Une telle industrie nationale n'a jamais été autre chose que de la mousse. En tant que projet, il a été rejeté. Son caractère d'activité secondaire et accessoire est resté, ne servant qu'à ajuster les déséquilibres des comptes extérieurs provoqués par les fluctuations plus ou moins structurelles des cycles des matières premières. Du point de vue intérieur, il convient de noter comment la croissance industrielle brésilienne entre 1950 et 1980 a marqué la transition du café au soja. La Révolution technologique et la réorganisation de la division internationale du travail à partir de 1973, notamment l'industrialisation de l'Asie de l'Est, ont permis, avec les revenus tirés des exportations, d'approvisionner à nouveau la consommation des classes supérieures du Brésil avec des produits d'outre-mer. .

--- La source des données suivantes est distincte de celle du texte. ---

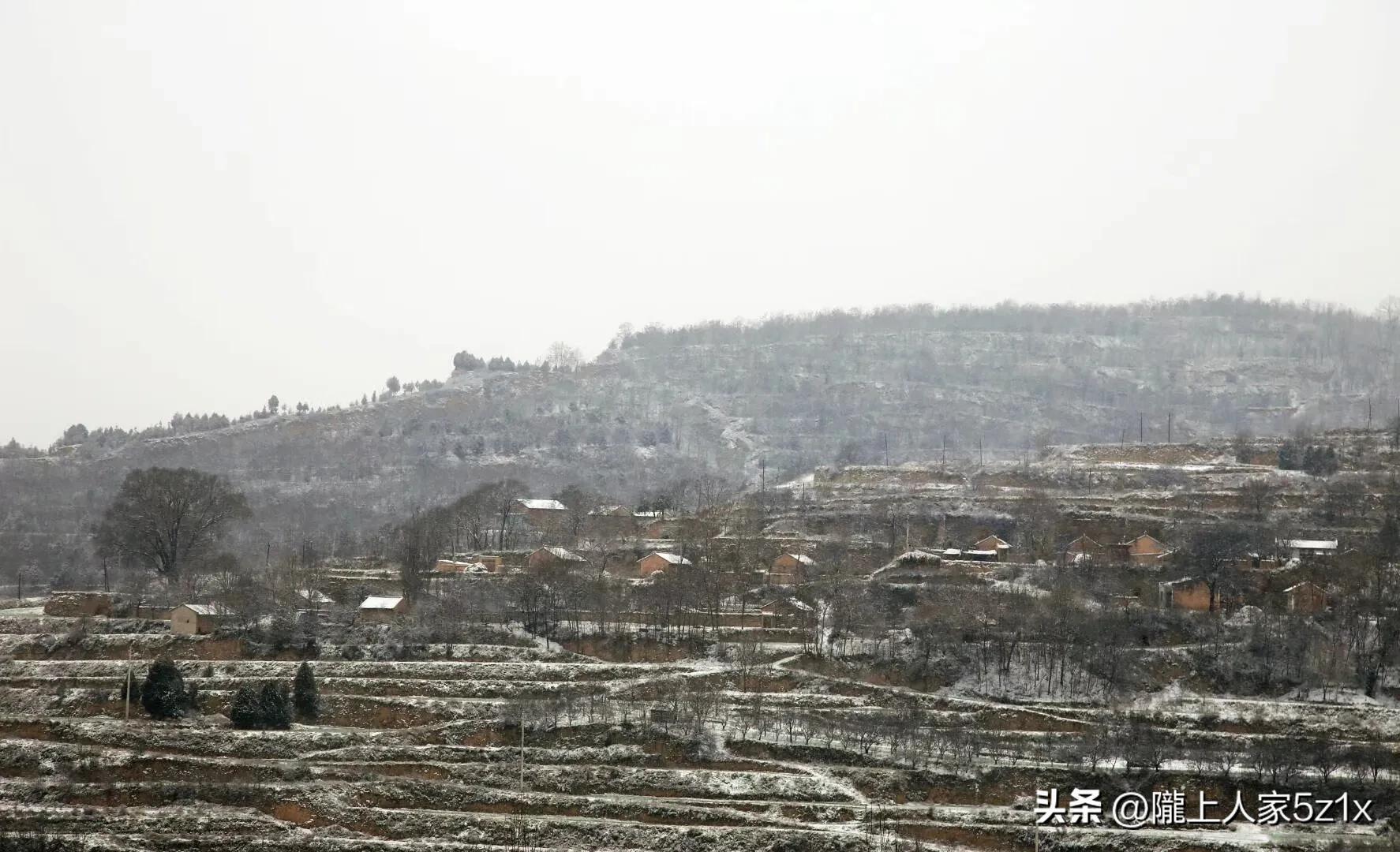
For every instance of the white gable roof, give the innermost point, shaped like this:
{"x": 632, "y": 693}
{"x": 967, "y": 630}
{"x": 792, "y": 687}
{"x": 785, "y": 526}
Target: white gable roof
{"x": 542, "y": 504}
{"x": 209, "y": 609}
{"x": 672, "y": 557}
{"x": 1309, "y": 543}
{"x": 564, "y": 555}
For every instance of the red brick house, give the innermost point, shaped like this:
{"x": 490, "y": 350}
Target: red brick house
{"x": 660, "y": 562}
{"x": 790, "y": 568}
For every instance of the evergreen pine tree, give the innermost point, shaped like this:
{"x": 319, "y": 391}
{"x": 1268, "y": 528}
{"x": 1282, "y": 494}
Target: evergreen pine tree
{"x": 275, "y": 703}
{"x": 163, "y": 691}
{"x": 245, "y": 710}
{"x": 304, "y": 694}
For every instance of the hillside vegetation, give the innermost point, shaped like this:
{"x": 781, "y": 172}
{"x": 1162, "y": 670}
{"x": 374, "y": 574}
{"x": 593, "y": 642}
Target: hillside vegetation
{"x": 709, "y": 403}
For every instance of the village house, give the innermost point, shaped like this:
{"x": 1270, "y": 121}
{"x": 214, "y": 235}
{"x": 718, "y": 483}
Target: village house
{"x": 548, "y": 559}
{"x": 1186, "y": 593}
{"x": 612, "y": 521}
{"x": 459, "y": 567}
{"x": 316, "y": 600}
{"x": 996, "y": 546}
{"x": 660, "y": 562}
{"x": 542, "y": 514}
{"x": 198, "y": 618}
{"x": 1083, "y": 550}
{"x": 1308, "y": 549}
{"x": 1305, "y": 598}
{"x": 1144, "y": 550}
{"x": 790, "y": 568}
{"x": 383, "y": 609}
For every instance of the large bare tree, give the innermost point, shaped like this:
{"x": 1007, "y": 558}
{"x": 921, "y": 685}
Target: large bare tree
{"x": 168, "y": 518}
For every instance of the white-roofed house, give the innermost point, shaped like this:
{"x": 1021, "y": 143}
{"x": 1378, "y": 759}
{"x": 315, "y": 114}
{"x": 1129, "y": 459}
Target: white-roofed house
{"x": 1300, "y": 549}
{"x": 544, "y": 515}
{"x": 790, "y": 568}
{"x": 195, "y": 618}
{"x": 316, "y": 599}
{"x": 1305, "y": 598}
{"x": 660, "y": 562}
{"x": 383, "y": 609}
{"x": 548, "y": 559}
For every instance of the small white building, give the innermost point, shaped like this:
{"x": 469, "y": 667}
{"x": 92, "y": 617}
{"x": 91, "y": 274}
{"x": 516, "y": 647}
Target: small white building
{"x": 1298, "y": 549}
{"x": 381, "y": 609}
{"x": 195, "y": 618}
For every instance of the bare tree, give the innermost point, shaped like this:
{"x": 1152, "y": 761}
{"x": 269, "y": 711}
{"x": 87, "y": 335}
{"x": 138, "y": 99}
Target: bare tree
{"x": 167, "y": 518}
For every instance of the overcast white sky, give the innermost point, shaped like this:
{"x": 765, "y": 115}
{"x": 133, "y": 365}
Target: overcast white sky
{"x": 204, "y": 204}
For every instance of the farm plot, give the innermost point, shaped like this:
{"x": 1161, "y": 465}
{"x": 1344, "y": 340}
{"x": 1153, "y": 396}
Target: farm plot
{"x": 521, "y": 747}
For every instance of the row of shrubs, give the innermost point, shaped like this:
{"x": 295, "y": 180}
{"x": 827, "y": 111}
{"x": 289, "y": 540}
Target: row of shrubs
{"x": 271, "y": 705}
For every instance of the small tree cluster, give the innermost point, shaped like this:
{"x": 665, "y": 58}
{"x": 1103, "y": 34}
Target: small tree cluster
{"x": 164, "y": 694}
{"x": 304, "y": 697}
{"x": 266, "y": 707}
{"x": 466, "y": 360}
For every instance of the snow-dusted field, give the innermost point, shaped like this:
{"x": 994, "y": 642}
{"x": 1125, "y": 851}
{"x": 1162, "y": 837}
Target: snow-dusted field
{"x": 691, "y": 754}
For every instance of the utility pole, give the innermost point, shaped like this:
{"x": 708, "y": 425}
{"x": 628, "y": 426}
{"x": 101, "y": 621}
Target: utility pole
{"x": 128, "y": 678}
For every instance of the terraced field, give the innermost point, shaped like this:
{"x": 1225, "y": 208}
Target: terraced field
{"x": 432, "y": 754}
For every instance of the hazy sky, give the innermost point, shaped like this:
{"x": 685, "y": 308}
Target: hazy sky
{"x": 204, "y": 204}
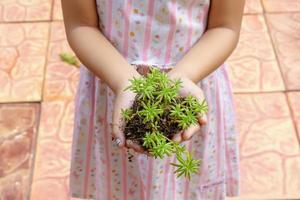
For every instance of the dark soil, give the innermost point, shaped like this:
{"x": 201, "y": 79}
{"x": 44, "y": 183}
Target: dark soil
{"x": 135, "y": 129}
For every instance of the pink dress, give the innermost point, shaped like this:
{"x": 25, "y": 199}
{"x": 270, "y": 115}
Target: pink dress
{"x": 154, "y": 32}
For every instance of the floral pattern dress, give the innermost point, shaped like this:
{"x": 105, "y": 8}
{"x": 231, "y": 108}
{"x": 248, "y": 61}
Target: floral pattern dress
{"x": 156, "y": 33}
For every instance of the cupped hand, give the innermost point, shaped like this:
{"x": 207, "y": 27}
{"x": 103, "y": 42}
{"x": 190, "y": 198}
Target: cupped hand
{"x": 123, "y": 100}
{"x": 189, "y": 88}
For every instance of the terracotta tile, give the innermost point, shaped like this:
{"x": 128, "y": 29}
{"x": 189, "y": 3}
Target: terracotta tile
{"x": 267, "y": 138}
{"x": 285, "y": 29}
{"x": 281, "y": 6}
{"x": 61, "y": 78}
{"x": 18, "y": 132}
{"x": 22, "y": 10}
{"x": 295, "y": 106}
{"x": 292, "y": 178}
{"x": 253, "y": 66}
{"x": 253, "y": 6}
{"x": 53, "y": 151}
{"x": 22, "y": 58}
{"x": 57, "y": 12}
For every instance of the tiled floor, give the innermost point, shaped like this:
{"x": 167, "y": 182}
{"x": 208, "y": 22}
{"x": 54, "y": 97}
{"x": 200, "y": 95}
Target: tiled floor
{"x": 37, "y": 93}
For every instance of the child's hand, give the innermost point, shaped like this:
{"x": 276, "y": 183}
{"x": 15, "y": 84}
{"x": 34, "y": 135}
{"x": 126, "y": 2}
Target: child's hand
{"x": 189, "y": 88}
{"x": 123, "y": 100}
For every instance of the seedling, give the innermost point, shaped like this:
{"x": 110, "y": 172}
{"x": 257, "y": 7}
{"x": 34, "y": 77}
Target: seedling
{"x": 158, "y": 113}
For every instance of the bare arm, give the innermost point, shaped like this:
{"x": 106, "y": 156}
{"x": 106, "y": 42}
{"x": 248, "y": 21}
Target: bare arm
{"x": 216, "y": 44}
{"x": 91, "y": 46}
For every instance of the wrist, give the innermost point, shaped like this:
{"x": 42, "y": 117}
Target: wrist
{"x": 124, "y": 81}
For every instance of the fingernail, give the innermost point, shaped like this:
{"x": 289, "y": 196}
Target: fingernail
{"x": 118, "y": 141}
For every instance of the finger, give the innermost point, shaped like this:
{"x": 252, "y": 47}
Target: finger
{"x": 190, "y": 132}
{"x": 202, "y": 120}
{"x": 177, "y": 137}
{"x": 135, "y": 147}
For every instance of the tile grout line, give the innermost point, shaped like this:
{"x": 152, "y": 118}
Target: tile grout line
{"x": 47, "y": 53}
{"x": 33, "y": 150}
{"x": 293, "y": 116}
{"x": 283, "y": 78}
{"x": 46, "y": 63}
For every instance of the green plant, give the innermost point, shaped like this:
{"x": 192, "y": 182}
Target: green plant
{"x": 157, "y": 107}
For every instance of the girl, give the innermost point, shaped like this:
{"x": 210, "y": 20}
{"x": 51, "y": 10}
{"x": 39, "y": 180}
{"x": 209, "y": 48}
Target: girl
{"x": 118, "y": 40}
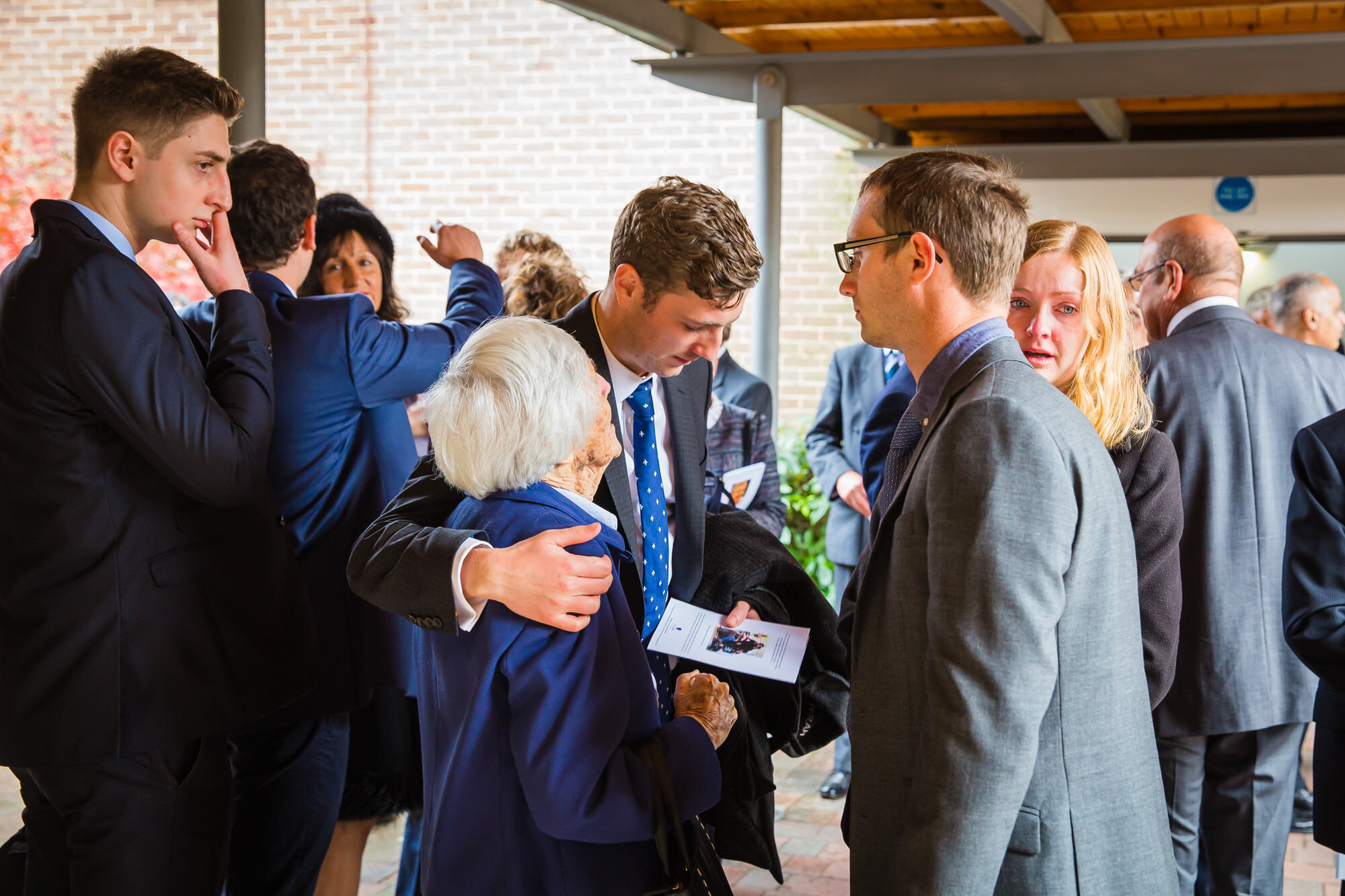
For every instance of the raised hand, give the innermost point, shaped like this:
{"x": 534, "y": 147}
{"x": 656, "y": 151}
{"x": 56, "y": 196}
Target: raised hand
{"x": 454, "y": 244}
{"x": 540, "y": 580}
{"x": 708, "y": 701}
{"x": 213, "y": 253}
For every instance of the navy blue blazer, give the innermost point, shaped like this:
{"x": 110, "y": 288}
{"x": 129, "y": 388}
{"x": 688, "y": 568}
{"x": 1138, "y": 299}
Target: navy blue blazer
{"x": 1315, "y": 563}
{"x": 532, "y": 784}
{"x": 876, "y": 438}
{"x": 342, "y": 448}
{"x": 149, "y": 594}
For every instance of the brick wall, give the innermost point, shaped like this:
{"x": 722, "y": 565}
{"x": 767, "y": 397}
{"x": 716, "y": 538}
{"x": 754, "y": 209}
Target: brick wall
{"x": 494, "y": 114}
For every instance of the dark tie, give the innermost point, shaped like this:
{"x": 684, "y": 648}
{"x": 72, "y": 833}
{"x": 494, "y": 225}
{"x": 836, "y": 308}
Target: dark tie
{"x": 905, "y": 442}
{"x": 654, "y": 521}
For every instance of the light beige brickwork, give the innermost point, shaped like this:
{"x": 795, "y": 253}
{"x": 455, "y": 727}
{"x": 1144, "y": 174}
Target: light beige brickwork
{"x": 494, "y": 114}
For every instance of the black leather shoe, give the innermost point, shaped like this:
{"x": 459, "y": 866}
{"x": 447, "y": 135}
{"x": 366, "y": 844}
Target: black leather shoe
{"x": 836, "y": 786}
{"x": 1303, "y": 822}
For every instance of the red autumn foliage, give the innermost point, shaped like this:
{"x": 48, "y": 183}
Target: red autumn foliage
{"x": 36, "y": 165}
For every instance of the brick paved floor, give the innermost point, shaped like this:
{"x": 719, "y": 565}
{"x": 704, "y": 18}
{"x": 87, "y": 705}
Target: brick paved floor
{"x": 816, "y": 860}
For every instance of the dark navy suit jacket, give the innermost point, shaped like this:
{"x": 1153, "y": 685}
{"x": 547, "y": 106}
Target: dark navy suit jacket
{"x": 876, "y": 438}
{"x": 531, "y": 780}
{"x": 149, "y": 594}
{"x": 342, "y": 447}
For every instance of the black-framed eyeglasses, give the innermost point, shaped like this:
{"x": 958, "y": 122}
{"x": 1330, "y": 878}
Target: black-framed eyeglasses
{"x": 845, "y": 251}
{"x": 1137, "y": 279}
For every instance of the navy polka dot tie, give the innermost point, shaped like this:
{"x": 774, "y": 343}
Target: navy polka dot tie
{"x": 654, "y": 522}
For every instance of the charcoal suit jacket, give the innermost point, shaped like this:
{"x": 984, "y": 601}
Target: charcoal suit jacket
{"x": 406, "y": 559}
{"x": 1001, "y": 728}
{"x": 149, "y": 592}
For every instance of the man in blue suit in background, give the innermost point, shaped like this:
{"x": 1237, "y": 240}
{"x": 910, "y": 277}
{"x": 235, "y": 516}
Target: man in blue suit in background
{"x": 856, "y": 378}
{"x": 342, "y": 447}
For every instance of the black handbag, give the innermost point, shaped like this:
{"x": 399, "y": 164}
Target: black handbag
{"x": 689, "y": 860}
{"x": 14, "y": 856}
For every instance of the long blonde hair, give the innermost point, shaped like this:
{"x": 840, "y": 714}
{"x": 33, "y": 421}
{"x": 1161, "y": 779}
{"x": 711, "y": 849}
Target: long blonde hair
{"x": 1108, "y": 385}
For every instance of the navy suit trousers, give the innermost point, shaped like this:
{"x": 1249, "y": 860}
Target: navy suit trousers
{"x": 287, "y": 783}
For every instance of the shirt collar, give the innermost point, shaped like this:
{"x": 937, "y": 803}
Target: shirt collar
{"x": 1200, "y": 304}
{"x": 625, "y": 381}
{"x": 271, "y": 282}
{"x": 107, "y": 229}
{"x": 952, "y": 357}
{"x": 601, "y": 514}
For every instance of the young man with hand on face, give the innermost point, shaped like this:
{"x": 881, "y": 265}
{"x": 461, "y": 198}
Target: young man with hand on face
{"x": 1000, "y": 713}
{"x": 683, "y": 260}
{"x": 149, "y": 599}
{"x": 341, "y": 448}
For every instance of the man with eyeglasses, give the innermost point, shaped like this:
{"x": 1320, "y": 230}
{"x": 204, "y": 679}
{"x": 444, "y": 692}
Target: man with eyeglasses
{"x": 1231, "y": 396}
{"x": 1000, "y": 713}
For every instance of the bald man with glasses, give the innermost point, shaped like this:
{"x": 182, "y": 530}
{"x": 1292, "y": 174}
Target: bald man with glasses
{"x": 1231, "y": 396}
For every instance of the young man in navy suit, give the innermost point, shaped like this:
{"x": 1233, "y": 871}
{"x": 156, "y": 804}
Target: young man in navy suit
{"x": 341, "y": 448}
{"x": 149, "y": 596}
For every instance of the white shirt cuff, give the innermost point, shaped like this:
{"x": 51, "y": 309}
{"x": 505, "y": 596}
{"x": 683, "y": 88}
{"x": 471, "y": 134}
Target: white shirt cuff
{"x": 469, "y": 608}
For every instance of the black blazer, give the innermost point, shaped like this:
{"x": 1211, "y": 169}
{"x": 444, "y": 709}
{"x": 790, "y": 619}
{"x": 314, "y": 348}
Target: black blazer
{"x": 736, "y": 386}
{"x": 1152, "y": 482}
{"x": 406, "y": 559}
{"x": 149, "y": 594}
{"x": 1315, "y": 604}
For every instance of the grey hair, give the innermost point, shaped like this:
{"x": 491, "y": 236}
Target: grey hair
{"x": 1295, "y": 292}
{"x": 1258, "y": 302}
{"x": 516, "y": 400}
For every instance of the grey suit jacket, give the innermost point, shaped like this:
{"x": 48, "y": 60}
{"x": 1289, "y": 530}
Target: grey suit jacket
{"x": 1233, "y": 396}
{"x": 853, "y": 384}
{"x": 1001, "y": 728}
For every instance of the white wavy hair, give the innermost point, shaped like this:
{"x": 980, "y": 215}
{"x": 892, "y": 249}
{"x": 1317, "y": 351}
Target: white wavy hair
{"x": 516, "y": 400}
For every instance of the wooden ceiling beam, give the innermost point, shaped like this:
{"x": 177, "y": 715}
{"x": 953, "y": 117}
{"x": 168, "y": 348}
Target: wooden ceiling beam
{"x": 755, "y": 13}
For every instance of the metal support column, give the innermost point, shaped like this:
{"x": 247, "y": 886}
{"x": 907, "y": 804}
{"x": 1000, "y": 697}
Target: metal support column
{"x": 243, "y": 64}
{"x": 769, "y": 92}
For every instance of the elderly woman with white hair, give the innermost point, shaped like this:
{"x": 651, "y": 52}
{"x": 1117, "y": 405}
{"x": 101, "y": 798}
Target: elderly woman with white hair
{"x": 533, "y": 783}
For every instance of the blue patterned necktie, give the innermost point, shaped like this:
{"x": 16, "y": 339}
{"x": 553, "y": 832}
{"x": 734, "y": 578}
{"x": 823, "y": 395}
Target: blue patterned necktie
{"x": 905, "y": 442}
{"x": 654, "y": 522}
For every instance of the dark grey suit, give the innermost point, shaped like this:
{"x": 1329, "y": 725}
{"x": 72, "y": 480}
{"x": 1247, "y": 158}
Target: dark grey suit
{"x": 853, "y": 384}
{"x": 1001, "y": 727}
{"x": 736, "y": 386}
{"x": 1233, "y": 396}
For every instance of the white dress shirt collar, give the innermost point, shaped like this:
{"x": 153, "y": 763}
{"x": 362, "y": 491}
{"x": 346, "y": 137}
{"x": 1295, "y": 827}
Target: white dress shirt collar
{"x": 605, "y": 517}
{"x": 1200, "y": 304}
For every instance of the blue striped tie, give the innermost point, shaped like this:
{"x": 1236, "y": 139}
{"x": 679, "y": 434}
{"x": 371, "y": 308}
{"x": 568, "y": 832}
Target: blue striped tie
{"x": 654, "y": 521}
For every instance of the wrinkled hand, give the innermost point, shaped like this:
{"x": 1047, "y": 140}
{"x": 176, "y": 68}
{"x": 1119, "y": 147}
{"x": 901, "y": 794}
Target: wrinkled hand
{"x": 707, "y": 700}
{"x": 851, "y": 489}
{"x": 454, "y": 244}
{"x": 213, "y": 253}
{"x": 742, "y": 612}
{"x": 540, "y": 580}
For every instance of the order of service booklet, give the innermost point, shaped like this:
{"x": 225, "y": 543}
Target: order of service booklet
{"x": 755, "y": 647}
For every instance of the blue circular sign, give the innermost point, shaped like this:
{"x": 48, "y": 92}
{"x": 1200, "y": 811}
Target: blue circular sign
{"x": 1235, "y": 194}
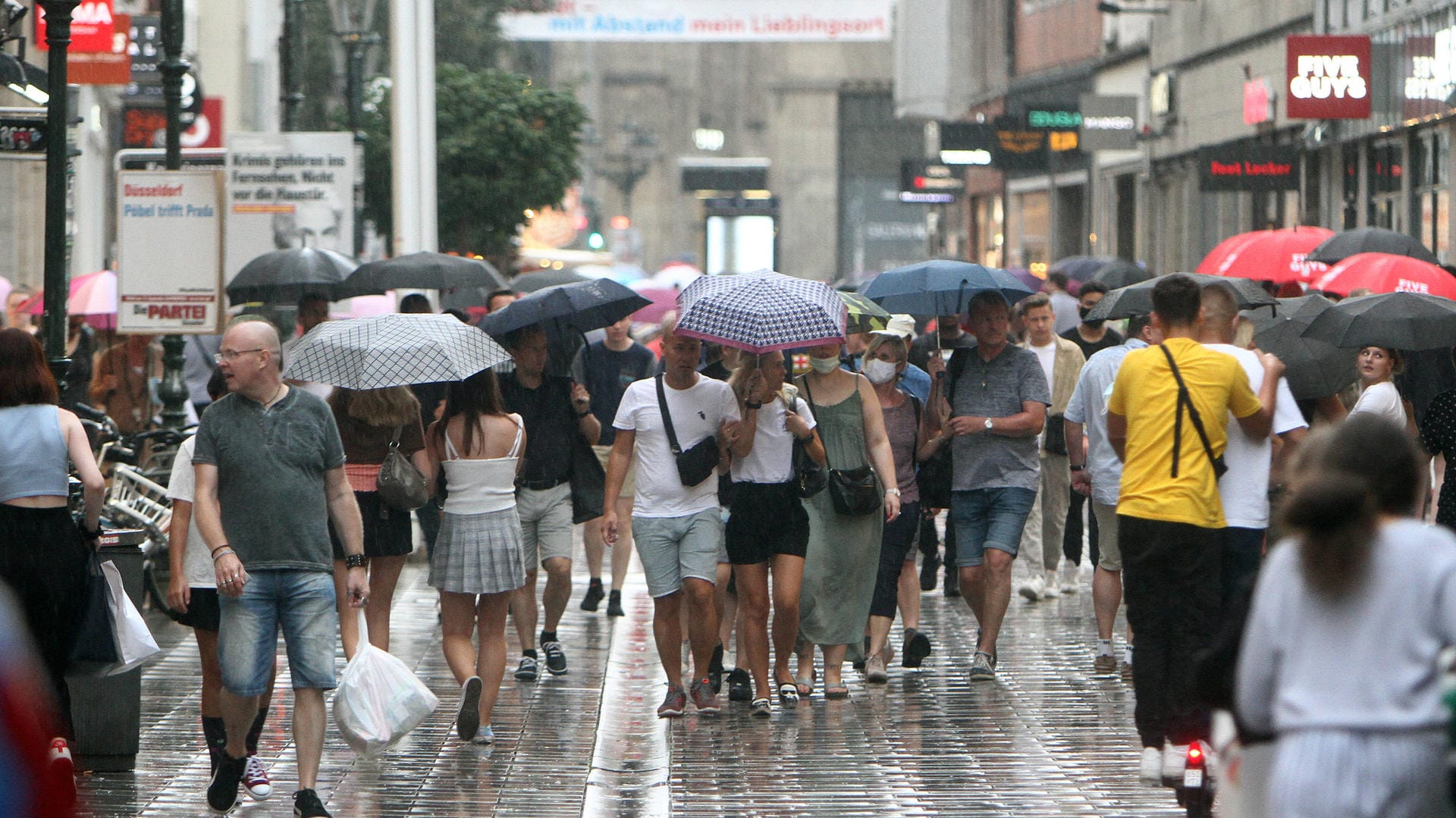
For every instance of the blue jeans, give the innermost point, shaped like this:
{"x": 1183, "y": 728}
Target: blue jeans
{"x": 989, "y": 519}
{"x": 302, "y": 603}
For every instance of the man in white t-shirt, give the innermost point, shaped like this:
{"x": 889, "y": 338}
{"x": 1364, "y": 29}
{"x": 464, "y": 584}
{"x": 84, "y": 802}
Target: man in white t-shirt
{"x": 1245, "y": 488}
{"x": 679, "y": 528}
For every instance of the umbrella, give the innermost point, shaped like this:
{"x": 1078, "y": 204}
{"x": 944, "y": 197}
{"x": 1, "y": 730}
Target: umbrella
{"x": 1369, "y": 240}
{"x": 1267, "y": 255}
{"x": 762, "y": 312}
{"x": 940, "y": 287}
{"x": 1120, "y": 272}
{"x": 1315, "y": 368}
{"x": 419, "y": 271}
{"x": 1395, "y": 321}
{"x": 1385, "y": 272}
{"x": 394, "y": 349}
{"x": 566, "y": 309}
{"x": 287, "y": 275}
{"x": 541, "y": 280}
{"x": 1138, "y": 299}
{"x": 864, "y": 315}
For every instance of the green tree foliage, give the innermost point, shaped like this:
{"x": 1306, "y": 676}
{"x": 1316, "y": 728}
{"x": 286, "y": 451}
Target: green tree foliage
{"x": 503, "y": 146}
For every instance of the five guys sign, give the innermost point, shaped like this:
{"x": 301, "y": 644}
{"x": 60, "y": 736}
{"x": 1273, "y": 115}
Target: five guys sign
{"x": 1329, "y": 77}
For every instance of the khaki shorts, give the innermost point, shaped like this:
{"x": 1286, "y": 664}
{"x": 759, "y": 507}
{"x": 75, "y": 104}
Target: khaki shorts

La diversification économique qui avait soutenu le secteur primaire d'exportation après 1930 est devenue obsolète, ainsi que toute la superstructure juridique et politique et les formes de conscience sociale correspondantes - voir le démantèlement de la Sécurité sociale, la législation du travail, mais surtout le démantèlement et la quasi-disparition du prolétariat d'usine. Ce n'est pas par hasard qu'un libéralisme élitiste est revenu à la mode, pimenté et revisité par le darwinisme social radical du néolibéralisme de Pinochet.

Le coût que la stagnation et la décadence de l'activité industrielle au Brésil laissent, cependant, n'est pas superficiel : une traînée de désintégration sociale et économique, jetant encore plus d'eau dans le moulin de la précarité de la vie de la population brésilienne. En conséquence, la violence contre l'inorganique, pour la plupart piégé dans les périphéries, correspond à la transformation des massacres de Canudos et de Contestado en politique quotidienne, ordinaire et préventive. Il ne s'agit pas ici de la répétition comme drame, mais de la longue durée de notre nuit coloniale.

* Fernando Sarti Ferreira est titulaire d'un doctorat en histoire économique de l'USP.

Initialement publié le Bulletin de GMRX-USP.